「人生最後の靴」手掛ける企業がこだわる、手袋縫製で培った技術力と品質
徳武産業は高齢者の転倒予防のための個別の状態を踏まえた細やかな靴づくり、アンケートによる不具合情報の収集と改善に向けた取り組み、自社・製造委託先・販売先などに向けた充実した製品安全教育が評価され、第15回製品安全対策優良企業表彰(PSアワード)で経済産業大臣賞を受賞した。
香川県東部は、全国生産の9割を占める手袋の産地。65年前、この地で同社は綿手袋縫製工場として創業した。だが、季節商品だけに繁忙期と閑散期が発生してしまう。年間を通して業務の平準化を図るため創業社長の決断で事業を手袋から履き物に転換した。
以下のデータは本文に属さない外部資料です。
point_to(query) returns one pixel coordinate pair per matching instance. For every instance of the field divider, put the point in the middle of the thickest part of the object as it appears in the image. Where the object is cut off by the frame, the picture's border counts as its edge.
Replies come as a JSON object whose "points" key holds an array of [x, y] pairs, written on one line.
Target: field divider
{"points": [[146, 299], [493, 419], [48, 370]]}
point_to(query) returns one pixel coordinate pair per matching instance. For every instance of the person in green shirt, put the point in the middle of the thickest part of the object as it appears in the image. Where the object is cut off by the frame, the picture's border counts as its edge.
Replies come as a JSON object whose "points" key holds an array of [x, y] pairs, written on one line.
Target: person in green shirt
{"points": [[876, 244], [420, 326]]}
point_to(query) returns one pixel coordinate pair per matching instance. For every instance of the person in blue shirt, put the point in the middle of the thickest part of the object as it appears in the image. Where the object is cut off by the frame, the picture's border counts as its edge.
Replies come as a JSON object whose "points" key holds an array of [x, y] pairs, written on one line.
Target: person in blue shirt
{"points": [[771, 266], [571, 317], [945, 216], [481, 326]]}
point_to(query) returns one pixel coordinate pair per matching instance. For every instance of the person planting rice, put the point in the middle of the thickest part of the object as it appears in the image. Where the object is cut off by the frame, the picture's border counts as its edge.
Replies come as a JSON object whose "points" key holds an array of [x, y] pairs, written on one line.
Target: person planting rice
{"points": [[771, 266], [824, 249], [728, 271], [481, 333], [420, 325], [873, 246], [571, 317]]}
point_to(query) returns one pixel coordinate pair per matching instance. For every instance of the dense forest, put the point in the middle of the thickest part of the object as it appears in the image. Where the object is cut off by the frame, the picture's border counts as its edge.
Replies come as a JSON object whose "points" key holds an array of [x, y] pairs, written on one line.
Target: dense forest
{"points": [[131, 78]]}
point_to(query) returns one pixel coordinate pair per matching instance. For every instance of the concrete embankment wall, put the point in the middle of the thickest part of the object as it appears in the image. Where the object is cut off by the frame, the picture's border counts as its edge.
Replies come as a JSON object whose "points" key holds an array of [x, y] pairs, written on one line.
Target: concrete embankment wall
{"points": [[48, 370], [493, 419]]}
その後、大手通販会社、旅行代理店のOEM事業へ軸足を移したが、2代目社長(現会長)は、大手企業への依存体質からの脱却するために自社ブランドの創出を模索。高齢者施設を経営する友人からの高齢者用のシューズ製造依頼がきっかけで、ケアシューズ「あゆみ」の誕生に繋がった。「下請けから脱却し、日本一のシューズメーカーになる」が2代目社長の考え方だったと西尾聖子社長は話す。開発に着手したものの、そこに通常の靴とは異なる高い安全性が求められた。
第一に考慮すべきことが転倒予防。筋力の低下で変化する歩き方に着目し、つま先の適度な反り返しや特殊な中敷き等独自の工夫を凝らした高齢者用シューズを開発した。ただ、高齢者を一括りにはできない。個人差に加え健康状態、使い方の環境などが異なるからだ。誰もが安心して履くことができる安全なシューズ作りは至難だった。「想定外の使われ方が多く驚くことも。お客様の声を丁寧に聞き、改善につなげていくしかなかった」と西尾社長は説明する。
製品安全は、自社基準によるチェック、高齢者へのモニター実施、医療従事者、福祉関係者など外部専門家からの客観的なアドバイスを受け万全を期す。高齢者の個別の状態に対応するため業界初の左右サイズ違い、片方のみの販売や、顧客の足の状態に合わせて安全性を高めるパーツオーダーシステムも導入している。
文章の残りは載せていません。